In the Arthasastra, it was seen as the duty of Brahmins to grow Soma and the king to provide land for the Brahmins to grow Soma in order to perform soma yoga.
The effort of western Indologists, in the absence of any credible evidence, to apply a reductionist approach to vedic rituals by relentlessly pushing forward the claim that soma is hallucinogenic is not accidental.

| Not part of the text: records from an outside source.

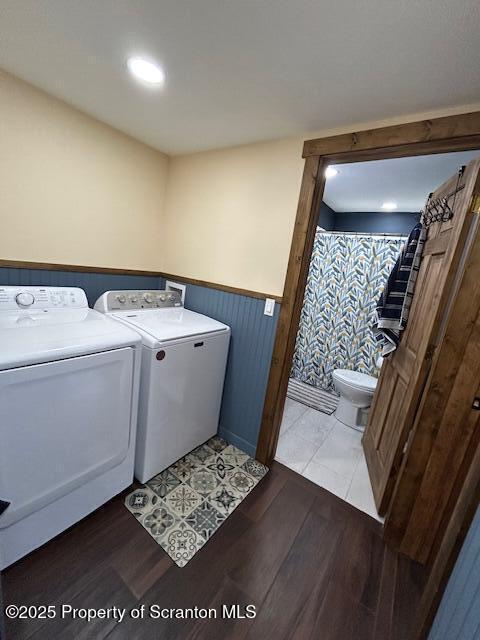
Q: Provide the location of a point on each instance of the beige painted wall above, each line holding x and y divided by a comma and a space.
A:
73, 190
230, 213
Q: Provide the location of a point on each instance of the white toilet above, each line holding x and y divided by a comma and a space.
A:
356, 392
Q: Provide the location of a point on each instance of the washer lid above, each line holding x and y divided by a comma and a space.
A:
356, 379
170, 323
32, 337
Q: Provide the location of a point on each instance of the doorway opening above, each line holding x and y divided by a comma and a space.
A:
365, 217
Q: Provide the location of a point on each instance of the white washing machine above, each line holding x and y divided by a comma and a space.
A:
69, 380
184, 356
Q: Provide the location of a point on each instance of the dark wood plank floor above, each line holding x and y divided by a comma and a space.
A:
314, 567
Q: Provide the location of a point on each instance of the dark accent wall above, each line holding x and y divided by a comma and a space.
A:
367, 221
251, 344
375, 222
459, 613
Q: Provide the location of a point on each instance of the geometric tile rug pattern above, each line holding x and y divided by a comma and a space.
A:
183, 506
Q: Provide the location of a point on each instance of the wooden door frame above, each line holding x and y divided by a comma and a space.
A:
439, 135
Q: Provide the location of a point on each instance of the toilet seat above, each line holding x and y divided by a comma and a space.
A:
355, 379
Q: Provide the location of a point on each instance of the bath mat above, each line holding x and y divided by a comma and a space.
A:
183, 506
311, 396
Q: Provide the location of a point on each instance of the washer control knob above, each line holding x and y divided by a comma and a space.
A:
24, 299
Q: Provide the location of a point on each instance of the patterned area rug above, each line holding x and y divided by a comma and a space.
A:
183, 506
311, 396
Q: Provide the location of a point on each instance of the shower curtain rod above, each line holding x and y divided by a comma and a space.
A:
364, 233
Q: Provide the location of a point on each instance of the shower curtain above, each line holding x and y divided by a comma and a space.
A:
347, 274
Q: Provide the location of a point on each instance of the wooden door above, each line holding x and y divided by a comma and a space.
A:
403, 375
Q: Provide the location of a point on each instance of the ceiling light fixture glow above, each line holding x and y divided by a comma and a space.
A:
389, 206
146, 71
330, 172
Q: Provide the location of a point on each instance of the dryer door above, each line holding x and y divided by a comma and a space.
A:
61, 424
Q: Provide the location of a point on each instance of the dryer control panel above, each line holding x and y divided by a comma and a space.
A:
137, 299
17, 298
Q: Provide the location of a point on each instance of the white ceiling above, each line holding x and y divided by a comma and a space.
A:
364, 186
245, 70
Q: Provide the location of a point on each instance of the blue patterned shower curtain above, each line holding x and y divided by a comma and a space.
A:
347, 274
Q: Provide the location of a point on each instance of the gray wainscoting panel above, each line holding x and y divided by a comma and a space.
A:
94, 284
459, 613
249, 358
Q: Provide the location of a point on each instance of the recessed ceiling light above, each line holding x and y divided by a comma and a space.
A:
146, 71
330, 172
389, 206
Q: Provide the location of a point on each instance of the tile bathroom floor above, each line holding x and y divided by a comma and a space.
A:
327, 452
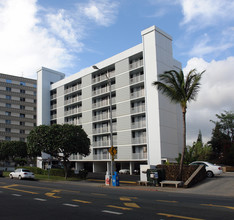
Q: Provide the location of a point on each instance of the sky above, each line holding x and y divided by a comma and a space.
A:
70, 35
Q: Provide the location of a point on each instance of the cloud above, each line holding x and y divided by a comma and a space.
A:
214, 97
25, 44
102, 12
207, 12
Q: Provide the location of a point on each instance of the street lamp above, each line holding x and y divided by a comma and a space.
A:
111, 125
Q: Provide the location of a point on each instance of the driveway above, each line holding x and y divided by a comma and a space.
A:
222, 185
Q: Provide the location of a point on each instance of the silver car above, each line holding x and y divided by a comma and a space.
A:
22, 174
211, 169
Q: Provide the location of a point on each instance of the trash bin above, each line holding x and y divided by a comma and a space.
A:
155, 176
107, 179
115, 179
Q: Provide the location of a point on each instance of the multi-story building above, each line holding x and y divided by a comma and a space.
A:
147, 128
17, 107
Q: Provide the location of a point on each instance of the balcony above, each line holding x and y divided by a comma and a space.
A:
139, 156
136, 64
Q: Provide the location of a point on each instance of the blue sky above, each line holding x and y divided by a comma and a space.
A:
70, 35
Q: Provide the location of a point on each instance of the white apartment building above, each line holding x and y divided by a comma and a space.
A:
17, 107
147, 128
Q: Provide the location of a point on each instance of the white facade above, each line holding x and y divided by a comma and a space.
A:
147, 128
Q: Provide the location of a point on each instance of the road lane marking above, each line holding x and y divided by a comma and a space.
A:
220, 206
110, 212
52, 195
167, 201
82, 201
19, 190
39, 199
71, 205
16, 195
119, 207
178, 216
132, 205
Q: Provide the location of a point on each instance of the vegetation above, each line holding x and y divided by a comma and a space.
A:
15, 151
180, 89
60, 141
222, 140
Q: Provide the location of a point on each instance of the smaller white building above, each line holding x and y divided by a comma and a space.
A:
147, 128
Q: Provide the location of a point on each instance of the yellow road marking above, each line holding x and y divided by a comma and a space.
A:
98, 194
19, 190
82, 201
166, 201
132, 205
125, 199
221, 206
178, 216
118, 207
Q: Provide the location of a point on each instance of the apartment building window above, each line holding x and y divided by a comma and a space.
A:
7, 130
7, 138
8, 121
22, 83
8, 105
8, 113
8, 97
22, 131
22, 115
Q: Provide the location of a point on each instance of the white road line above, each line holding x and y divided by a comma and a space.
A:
39, 199
15, 194
71, 205
110, 212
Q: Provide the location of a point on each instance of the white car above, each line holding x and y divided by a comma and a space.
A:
211, 169
124, 171
22, 174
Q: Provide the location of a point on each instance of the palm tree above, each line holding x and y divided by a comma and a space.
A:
180, 89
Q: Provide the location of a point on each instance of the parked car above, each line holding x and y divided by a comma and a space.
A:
211, 169
124, 171
22, 174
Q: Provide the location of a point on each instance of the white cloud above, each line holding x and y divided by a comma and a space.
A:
24, 44
207, 12
103, 12
215, 95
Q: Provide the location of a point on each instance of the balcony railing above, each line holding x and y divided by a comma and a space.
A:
136, 64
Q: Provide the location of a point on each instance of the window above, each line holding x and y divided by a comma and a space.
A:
7, 138
22, 115
8, 113
22, 131
22, 83
8, 122
7, 130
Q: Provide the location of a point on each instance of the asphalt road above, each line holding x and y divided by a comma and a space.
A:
84, 200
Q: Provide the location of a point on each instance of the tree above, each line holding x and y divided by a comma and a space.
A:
180, 89
60, 141
222, 139
13, 150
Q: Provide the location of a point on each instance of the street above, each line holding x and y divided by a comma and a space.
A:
25, 199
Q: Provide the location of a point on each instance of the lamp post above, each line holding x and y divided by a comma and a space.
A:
111, 125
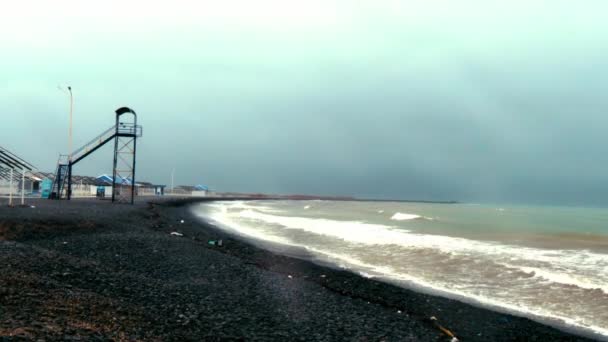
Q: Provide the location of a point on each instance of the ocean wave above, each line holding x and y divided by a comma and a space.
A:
403, 217
406, 217
538, 268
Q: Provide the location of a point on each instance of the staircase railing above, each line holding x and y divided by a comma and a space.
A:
94, 142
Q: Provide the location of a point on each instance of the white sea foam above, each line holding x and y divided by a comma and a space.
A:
353, 231
581, 268
563, 277
403, 217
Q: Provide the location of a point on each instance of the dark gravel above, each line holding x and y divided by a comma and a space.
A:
90, 270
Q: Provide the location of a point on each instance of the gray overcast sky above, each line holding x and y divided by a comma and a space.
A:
472, 100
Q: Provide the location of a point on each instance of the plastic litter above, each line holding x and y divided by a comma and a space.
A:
444, 330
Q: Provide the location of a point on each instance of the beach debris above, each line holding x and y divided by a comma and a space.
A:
444, 330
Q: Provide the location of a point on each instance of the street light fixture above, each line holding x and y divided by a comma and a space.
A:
70, 129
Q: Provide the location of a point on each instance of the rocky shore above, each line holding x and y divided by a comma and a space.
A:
90, 270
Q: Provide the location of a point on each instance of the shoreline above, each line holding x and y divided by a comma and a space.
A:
90, 269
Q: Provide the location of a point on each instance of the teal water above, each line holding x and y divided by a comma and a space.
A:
547, 263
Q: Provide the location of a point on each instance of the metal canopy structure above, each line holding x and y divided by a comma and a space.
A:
10, 161
124, 133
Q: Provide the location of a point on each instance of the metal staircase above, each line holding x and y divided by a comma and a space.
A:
58, 188
124, 133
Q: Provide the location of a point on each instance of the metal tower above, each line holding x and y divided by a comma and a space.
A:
124, 133
125, 148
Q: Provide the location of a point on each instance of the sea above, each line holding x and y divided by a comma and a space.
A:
546, 263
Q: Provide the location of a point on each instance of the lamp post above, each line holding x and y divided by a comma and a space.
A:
172, 172
71, 109
70, 128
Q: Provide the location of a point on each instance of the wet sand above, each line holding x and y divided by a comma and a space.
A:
87, 269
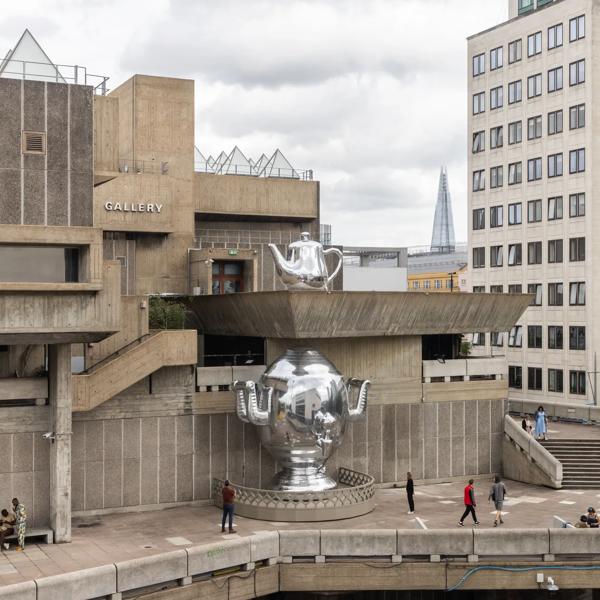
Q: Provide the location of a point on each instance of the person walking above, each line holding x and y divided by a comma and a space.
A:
470, 504
410, 493
228, 505
497, 495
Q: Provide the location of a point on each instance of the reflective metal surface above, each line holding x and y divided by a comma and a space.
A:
301, 405
305, 267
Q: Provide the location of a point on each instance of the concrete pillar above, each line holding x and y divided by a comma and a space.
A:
59, 394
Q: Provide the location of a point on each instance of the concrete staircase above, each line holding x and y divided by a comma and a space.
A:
580, 459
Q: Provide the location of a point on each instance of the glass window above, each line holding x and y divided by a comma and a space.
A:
534, 211
555, 79
555, 122
577, 72
577, 293
577, 337
555, 36
554, 208
514, 213
534, 253
577, 116
577, 205
515, 51
555, 165
576, 249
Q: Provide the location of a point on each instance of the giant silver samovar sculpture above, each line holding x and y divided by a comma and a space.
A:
305, 267
301, 406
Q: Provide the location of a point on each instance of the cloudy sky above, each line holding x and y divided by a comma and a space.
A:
370, 94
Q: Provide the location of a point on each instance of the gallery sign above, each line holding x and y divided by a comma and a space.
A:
132, 207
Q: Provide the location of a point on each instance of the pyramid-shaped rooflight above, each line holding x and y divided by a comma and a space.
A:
28, 61
278, 166
236, 164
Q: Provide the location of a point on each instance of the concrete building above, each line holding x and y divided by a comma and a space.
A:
531, 131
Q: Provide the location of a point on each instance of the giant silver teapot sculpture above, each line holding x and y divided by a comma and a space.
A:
305, 267
301, 406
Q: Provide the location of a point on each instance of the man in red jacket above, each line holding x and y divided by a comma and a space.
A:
470, 504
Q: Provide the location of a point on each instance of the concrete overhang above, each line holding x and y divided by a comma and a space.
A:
289, 314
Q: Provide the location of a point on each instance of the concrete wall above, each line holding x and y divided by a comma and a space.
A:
56, 187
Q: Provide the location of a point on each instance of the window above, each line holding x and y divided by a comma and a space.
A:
496, 98
495, 58
496, 216
555, 165
577, 72
534, 127
534, 85
534, 169
536, 290
576, 249
478, 258
496, 179
555, 122
515, 337
577, 161
554, 36
496, 338
496, 137
534, 44
514, 173
577, 205
555, 294
479, 218
478, 103
555, 253
534, 378
577, 293
514, 255
555, 79
478, 64
577, 337
478, 180
515, 376
577, 382
515, 50
495, 256
534, 253
554, 208
555, 337
515, 92
577, 28
514, 213
534, 211
478, 142
577, 116
555, 380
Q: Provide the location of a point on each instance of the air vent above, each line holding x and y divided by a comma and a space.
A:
34, 142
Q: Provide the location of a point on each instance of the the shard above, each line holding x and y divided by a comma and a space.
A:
442, 237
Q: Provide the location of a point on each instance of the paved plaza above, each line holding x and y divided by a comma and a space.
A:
106, 539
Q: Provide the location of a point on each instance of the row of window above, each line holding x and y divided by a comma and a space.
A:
555, 292
534, 211
577, 379
534, 129
534, 253
534, 87
534, 170
534, 45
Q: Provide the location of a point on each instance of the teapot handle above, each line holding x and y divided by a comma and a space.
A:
340, 261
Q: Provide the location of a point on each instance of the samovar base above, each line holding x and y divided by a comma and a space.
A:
298, 479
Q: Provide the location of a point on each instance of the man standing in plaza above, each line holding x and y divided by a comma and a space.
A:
470, 504
228, 505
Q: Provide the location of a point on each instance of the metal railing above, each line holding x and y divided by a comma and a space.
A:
37, 71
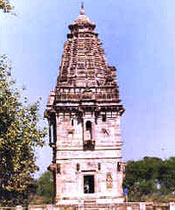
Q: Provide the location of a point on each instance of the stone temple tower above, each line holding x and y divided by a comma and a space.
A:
84, 113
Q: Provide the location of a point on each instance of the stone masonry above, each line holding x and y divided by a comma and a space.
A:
84, 113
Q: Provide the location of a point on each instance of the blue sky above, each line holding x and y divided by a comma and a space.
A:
138, 37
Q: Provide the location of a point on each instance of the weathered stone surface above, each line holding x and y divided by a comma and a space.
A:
84, 116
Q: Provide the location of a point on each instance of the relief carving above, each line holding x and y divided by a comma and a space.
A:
109, 181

It is an attempt to debase vedic tradition, by equating it with the other less advanced ancient civilisations of the world, that, in their eyes, being pagan, and therefore “backward”, must have all employed the entheogens to induce altered states of consciousness -
for instance, the Mazatec custom of consuming mushrooms containing psilocybin in ritual practice, the consumption of psychoactives by native american peyote cults to facilitate their religious/spiritual experiences, or the use of Ayahuasca (“the vine of the spirits in Quechua),
a psychedelic brew consumed by Amerindians in South America. It is unfathomable to them to believe that vedic rituals in ancient india could produce an apotheosis or a culmination of theophanic experience through rigorous ritual and spiritual practice alone.